HDU-4507 Series Stories-Hate 7 not wife (digital DP)

Description Single!
Still single.
Brother Jill is still single.
DS-Class Code The brother is still single.
So, he hated Valentine's Day most of his life, whether it was 214 or 77, he hated it.
　　
Jill observed 214 and 77 of these two numbers, found:
2+1+4=7
7+7=7*2
77=7*11
In the end, he found out that it was all about 7. So, he now even hates everything and 7 about the number.

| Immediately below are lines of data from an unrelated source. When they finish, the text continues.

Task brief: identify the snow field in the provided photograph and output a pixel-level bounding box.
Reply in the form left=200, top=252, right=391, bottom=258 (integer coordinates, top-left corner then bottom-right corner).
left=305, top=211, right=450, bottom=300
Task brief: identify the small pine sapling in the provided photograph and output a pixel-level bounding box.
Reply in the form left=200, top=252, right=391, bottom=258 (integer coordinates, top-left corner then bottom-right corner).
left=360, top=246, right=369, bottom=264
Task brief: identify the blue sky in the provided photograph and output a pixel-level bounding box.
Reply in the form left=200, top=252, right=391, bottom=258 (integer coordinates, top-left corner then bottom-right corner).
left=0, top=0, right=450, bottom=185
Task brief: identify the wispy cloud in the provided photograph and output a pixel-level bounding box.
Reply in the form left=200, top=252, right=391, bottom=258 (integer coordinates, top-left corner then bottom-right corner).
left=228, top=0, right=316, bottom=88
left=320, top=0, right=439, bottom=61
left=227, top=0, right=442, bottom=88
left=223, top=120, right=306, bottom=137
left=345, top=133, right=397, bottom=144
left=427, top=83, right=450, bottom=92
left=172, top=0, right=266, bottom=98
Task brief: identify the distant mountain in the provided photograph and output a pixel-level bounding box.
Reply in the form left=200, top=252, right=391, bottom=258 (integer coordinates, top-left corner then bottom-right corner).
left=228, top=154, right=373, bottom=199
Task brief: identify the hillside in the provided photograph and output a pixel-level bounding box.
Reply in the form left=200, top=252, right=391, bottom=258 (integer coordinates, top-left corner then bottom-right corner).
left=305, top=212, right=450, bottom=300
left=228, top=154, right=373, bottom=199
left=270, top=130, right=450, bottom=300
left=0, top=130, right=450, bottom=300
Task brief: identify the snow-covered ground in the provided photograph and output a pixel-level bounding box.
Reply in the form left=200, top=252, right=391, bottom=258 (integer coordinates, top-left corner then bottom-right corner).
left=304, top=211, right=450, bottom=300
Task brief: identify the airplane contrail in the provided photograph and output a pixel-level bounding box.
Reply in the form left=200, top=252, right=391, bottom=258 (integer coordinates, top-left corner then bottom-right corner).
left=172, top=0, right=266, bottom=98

What number is related to 7?

If an integer conforms to one of the 3 conditions below, then we say that this integer is related to 7--
1. One of the integers is 7;
2. Each of the integers adds up to an integer multiple of 7;
3. This integer is an integer multiple of 7;

Now the question is: Gill want to know the sum of squares of 7 unrelated numbers within a certain interval.

The first line of input data is the case number T (1 <= T <= 50), then the next T-line represents the T case, and each case contains two positive integer l, R (1 <= l <= R <= 10^18) on a row.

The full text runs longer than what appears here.